Patient Presenting With Specific Symptoms
The pancreas is an organ in the body that produces enzymes that help the body digest meals and absorb nutrients (John Hopkins Medicine, 2020). In the pancreas, CF creates an enzyme deficit. Indigestion and nutritional malabsorption are caused by a lack of pancreatic enzymes, which explains the child’s stomach pain from crying, failure to flourish, and lack of weight gain despite a healthy appetite. In addition, CF causes the body’s chloride and sodium ion channels to malfunction, resulting in excess sodium and chloride deposits on the skin’s surface, which gives the infant a salty taste when the mother kisses him. CF also generates thicker mucus in the lungs, which may restrict the airway and create chest tightness (National Library of Medicine, 2021).

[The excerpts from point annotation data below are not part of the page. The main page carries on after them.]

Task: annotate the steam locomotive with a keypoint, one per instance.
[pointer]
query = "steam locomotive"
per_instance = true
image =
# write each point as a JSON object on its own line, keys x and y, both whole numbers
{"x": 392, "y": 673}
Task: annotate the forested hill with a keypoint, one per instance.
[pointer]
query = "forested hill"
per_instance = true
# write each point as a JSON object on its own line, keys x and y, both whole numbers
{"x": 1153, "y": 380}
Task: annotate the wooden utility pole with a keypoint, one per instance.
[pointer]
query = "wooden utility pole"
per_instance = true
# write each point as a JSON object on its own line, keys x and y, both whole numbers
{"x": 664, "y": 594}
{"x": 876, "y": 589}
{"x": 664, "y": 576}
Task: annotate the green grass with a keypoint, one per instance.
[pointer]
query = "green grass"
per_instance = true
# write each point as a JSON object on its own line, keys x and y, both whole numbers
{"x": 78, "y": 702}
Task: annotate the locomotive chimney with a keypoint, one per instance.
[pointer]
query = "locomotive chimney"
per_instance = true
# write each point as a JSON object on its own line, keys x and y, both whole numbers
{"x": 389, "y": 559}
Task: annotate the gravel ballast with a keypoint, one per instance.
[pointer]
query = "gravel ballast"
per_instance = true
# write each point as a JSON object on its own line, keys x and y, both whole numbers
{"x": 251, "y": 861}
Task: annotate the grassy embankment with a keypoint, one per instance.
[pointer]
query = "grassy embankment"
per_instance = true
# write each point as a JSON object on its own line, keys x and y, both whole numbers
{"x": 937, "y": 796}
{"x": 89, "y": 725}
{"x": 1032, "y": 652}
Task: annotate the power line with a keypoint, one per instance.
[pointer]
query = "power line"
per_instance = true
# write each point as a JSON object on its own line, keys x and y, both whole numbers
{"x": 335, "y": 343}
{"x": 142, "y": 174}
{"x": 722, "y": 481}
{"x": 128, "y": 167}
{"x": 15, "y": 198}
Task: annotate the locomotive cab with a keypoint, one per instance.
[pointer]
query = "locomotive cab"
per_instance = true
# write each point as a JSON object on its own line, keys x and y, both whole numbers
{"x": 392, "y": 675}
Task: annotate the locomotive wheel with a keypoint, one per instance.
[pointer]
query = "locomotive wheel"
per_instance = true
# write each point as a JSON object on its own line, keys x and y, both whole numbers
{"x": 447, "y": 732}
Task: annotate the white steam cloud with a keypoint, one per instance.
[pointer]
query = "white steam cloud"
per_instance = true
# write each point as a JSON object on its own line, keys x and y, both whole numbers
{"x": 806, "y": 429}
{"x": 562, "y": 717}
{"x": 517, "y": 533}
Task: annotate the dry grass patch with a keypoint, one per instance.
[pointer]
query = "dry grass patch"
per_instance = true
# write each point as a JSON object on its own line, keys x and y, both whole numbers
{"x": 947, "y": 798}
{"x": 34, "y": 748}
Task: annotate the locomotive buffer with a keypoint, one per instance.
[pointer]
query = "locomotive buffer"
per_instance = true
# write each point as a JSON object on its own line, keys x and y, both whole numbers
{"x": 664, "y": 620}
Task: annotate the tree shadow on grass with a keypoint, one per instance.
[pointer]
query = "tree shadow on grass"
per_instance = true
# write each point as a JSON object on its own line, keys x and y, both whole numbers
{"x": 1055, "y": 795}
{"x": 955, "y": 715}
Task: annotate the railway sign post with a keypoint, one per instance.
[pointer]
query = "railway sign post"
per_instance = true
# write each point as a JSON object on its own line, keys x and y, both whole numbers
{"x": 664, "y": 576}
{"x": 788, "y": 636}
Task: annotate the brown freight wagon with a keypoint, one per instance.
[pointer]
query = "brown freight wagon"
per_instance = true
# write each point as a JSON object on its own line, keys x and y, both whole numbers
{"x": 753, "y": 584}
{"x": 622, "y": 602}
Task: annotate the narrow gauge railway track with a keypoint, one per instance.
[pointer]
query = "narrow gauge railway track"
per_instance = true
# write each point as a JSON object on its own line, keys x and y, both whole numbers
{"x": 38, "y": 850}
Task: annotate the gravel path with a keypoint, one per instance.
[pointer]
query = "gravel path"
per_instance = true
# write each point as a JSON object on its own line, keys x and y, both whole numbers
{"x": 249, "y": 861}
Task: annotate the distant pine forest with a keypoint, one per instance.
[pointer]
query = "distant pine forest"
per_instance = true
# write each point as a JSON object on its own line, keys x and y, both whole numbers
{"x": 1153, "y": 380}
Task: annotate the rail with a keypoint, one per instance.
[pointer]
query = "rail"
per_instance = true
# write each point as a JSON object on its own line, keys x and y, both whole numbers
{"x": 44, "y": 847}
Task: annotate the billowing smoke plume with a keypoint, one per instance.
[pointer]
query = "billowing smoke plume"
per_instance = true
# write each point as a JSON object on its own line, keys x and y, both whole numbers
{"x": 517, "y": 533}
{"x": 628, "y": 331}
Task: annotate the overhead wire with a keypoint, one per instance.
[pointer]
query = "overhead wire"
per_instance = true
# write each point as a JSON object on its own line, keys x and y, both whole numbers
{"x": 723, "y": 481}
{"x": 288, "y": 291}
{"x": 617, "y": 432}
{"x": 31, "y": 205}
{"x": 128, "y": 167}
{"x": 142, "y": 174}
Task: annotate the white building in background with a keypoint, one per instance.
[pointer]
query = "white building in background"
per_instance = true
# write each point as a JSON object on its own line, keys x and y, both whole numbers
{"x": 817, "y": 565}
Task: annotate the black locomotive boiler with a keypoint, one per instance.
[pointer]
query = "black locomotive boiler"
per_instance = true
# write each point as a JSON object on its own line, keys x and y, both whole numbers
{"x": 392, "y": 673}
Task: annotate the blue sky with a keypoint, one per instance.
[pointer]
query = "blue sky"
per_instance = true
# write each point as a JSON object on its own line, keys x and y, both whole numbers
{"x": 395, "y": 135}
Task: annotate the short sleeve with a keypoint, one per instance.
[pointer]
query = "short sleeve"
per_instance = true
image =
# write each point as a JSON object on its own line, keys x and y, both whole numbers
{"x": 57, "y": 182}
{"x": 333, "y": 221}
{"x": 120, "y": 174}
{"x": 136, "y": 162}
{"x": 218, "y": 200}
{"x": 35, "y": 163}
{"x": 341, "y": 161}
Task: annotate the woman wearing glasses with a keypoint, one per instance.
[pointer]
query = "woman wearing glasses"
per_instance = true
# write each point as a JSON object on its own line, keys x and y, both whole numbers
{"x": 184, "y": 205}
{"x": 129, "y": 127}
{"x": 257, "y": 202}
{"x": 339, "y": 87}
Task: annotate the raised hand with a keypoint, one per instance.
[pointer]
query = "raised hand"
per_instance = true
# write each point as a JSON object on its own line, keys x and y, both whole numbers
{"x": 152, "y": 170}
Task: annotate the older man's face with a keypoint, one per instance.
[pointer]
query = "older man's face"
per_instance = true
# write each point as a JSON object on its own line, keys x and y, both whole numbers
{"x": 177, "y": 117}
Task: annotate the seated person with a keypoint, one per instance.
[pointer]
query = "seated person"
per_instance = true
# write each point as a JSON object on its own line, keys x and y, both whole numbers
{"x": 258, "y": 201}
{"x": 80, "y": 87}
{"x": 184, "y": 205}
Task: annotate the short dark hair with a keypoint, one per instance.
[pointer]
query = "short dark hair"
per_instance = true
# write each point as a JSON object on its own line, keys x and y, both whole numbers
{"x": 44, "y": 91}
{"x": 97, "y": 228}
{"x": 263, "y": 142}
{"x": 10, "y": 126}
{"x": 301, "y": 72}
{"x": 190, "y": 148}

Physiologic Response to Stimulus
The failure of the CF transmembrane regulator causes mucus blockage in the pancreatic ducts, which blocks pancreatic enzymes and causes viscid mucus in the bronchioles. As shown in the scenario, all of these factors lead to digestion, constipation, chest congestion with nasal airflow blockage, and failure to flourish.
Cells involved in the Process
Epithelial cells in the lungs, digestive tract, pancreas, hepatobiliary system, sweat glands, and reproductive system produce a defective protein called CF transmembrane regulators, which is found in cells that line the lungs, digestive tract, pancreas, hepatobiliary system, sweat glands, and reproductive system (McCance & Huether, 2019).
Another Characteristic Changing Response
CF gene transfer and disease presentation are independent of gender. If both parents have normal genes and are not CF carriers, the CF gene may not have been handed down to the kid; thus, further information and tests are required to discover the source of the child’s symptoms, which might be due to other genetic or environmental factors.